The insurance company says it needs approval from the Fed because of its ownership of Metlife Bank, which takes deposits and makes home loans.
The Fed concluded that the company's plans should be tested under the next round of stress tests, scheduled for next year.
It's not the first time the Fed has blocked such an effort. In March, it blocked a dividend increase that Bank of America Corp. had planned. But the Fed has approved increases for JPMorgan Chase & Co., Wells Fargo & Co. and Citigroup Inc.
The decision raises questions over whether MetLife's banking operations are strong enough to withstand another economic downturn.
CEO Steven Kandarian, in a statement, maintained that Metlife is well capitalized, adding "our analysis shows that the company's current capital level and financial strength support capital action increases."
MetLife will seek Fed approval again early next year. It did not detail what dividend level it sought or the size of its intended repurchase program.
The Fed currently requires the 19 largest U.S. banks to submit capital plans each year. In June, the regulator unveiled a proposal to expand that list to the 35 largest banks, those with assets of $50 billion or more.

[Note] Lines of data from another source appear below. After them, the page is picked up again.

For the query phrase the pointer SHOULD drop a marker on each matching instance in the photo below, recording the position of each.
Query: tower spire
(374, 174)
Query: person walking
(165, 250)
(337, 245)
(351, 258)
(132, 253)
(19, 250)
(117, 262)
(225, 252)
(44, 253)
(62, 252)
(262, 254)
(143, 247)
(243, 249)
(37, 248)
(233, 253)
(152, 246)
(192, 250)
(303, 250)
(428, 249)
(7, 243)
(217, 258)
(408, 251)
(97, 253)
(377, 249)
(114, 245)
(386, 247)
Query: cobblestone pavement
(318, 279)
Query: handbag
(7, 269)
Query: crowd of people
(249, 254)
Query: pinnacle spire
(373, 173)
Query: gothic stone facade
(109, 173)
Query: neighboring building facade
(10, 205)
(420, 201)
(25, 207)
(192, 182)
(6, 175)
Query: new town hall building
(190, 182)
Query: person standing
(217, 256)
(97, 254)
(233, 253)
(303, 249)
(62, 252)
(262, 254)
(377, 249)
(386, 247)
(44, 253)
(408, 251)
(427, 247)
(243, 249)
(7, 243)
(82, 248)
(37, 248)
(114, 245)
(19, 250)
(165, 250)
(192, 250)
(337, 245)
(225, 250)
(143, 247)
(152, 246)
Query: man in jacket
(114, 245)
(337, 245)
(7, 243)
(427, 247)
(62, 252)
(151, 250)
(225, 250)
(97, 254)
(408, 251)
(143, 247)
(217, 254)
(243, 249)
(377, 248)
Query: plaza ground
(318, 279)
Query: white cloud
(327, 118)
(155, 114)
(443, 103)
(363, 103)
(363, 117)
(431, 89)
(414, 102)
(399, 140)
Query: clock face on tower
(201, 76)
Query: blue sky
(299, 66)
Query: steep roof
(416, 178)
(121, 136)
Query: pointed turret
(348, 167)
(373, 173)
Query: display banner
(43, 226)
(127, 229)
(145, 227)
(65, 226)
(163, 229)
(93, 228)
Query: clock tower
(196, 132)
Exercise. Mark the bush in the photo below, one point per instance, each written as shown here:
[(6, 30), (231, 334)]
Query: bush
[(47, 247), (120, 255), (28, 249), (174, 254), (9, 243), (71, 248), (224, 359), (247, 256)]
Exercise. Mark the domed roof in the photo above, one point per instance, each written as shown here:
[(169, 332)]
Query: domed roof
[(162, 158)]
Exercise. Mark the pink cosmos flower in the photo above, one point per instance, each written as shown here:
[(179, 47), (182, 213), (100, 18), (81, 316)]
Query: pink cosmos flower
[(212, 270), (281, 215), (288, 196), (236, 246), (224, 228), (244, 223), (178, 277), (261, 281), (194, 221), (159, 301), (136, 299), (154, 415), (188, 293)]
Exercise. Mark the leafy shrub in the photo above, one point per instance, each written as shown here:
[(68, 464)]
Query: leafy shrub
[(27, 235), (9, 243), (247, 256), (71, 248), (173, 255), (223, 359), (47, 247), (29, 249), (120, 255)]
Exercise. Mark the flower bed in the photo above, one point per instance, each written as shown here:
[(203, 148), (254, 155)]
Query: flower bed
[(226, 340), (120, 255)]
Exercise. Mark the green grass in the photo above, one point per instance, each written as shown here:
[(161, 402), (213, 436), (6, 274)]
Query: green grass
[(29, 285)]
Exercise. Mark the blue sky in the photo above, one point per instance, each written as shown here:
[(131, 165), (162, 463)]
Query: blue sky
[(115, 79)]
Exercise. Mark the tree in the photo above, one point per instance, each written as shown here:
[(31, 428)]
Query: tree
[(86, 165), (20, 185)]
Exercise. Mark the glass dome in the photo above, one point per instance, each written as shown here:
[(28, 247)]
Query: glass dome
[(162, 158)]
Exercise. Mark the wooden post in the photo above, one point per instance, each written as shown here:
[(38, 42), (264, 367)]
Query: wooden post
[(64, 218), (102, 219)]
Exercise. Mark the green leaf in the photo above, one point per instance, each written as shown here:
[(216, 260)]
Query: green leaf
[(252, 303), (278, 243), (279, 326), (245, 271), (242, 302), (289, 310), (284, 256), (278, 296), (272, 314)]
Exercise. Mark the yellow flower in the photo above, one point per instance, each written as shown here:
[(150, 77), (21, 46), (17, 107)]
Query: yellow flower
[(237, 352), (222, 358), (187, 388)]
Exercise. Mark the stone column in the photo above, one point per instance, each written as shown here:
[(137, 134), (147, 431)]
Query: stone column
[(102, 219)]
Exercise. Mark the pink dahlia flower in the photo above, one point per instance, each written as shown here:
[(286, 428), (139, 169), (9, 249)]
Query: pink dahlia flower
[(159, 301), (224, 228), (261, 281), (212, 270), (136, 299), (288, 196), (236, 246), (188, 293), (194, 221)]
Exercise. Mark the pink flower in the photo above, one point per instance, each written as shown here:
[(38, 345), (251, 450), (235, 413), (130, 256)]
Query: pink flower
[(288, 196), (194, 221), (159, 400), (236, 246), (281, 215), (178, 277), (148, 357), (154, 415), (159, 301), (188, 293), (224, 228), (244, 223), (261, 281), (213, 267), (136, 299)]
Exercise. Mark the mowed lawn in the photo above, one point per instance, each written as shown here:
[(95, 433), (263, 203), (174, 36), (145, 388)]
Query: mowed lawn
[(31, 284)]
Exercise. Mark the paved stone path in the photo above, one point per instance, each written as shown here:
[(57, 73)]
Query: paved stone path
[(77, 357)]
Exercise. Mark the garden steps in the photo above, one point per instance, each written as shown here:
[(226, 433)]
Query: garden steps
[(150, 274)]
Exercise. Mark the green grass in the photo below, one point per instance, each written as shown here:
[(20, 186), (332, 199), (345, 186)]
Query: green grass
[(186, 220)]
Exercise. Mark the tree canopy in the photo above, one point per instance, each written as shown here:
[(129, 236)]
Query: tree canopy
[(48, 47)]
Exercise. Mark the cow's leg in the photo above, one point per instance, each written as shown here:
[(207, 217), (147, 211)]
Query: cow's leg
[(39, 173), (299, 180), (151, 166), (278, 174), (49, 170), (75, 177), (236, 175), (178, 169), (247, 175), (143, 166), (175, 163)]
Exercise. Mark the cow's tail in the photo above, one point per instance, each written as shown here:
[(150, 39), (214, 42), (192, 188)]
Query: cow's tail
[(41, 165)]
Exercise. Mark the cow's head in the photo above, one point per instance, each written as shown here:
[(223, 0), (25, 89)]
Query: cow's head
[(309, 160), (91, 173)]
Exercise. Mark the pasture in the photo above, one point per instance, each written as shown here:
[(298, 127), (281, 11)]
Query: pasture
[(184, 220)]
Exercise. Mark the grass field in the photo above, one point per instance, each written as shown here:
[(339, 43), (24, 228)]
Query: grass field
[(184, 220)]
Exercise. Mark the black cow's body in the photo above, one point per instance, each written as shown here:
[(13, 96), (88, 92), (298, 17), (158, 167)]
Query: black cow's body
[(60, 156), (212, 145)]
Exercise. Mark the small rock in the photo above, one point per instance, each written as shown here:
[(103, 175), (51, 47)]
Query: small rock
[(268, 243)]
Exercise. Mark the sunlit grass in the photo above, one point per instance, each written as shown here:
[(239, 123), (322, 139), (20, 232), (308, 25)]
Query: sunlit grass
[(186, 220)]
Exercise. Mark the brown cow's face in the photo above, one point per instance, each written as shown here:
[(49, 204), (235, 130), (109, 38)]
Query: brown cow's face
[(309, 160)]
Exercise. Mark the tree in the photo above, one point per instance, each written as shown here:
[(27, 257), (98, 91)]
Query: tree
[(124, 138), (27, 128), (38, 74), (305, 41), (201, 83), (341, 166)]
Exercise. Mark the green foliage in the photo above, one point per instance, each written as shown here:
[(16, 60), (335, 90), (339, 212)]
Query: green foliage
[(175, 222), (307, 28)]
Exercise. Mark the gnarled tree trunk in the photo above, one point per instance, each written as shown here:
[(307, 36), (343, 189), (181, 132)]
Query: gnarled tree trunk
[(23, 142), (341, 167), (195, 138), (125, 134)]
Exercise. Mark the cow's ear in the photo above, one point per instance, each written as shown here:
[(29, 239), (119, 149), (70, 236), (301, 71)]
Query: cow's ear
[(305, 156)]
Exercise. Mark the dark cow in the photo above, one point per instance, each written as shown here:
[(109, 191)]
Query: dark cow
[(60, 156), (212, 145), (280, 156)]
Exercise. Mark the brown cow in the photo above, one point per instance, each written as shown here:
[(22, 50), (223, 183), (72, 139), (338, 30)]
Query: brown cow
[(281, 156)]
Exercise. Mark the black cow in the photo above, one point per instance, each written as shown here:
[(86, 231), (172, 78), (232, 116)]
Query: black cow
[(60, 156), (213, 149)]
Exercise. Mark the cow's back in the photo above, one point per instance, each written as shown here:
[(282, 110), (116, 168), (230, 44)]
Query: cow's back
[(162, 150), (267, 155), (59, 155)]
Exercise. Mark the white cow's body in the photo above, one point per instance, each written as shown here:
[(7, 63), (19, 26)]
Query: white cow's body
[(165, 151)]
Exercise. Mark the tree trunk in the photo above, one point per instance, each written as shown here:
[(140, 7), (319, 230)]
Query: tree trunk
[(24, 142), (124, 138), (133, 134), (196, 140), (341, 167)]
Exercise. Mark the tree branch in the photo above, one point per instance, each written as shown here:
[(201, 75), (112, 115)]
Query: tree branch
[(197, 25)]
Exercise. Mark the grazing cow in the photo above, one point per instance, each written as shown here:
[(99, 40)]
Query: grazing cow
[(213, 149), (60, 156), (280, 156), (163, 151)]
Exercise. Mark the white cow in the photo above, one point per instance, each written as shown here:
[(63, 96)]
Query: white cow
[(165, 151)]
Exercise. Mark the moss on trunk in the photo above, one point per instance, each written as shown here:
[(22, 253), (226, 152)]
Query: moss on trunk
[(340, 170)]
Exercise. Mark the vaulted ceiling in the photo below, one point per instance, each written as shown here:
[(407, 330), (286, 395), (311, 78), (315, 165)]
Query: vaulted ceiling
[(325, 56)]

MetLife said this month that it is trying to sell its banking unit's mortgage business, because it takes resources away from its insurance and employee benefits businesses. Kandarian reiterated that goal Tuesday. The company began writing mortgages in 2008.
In the meantime, MetLife's once-a-year-dividend will stay at 74 cents. It's payable Dec. 14 to shareholders of record as of Nov. 9.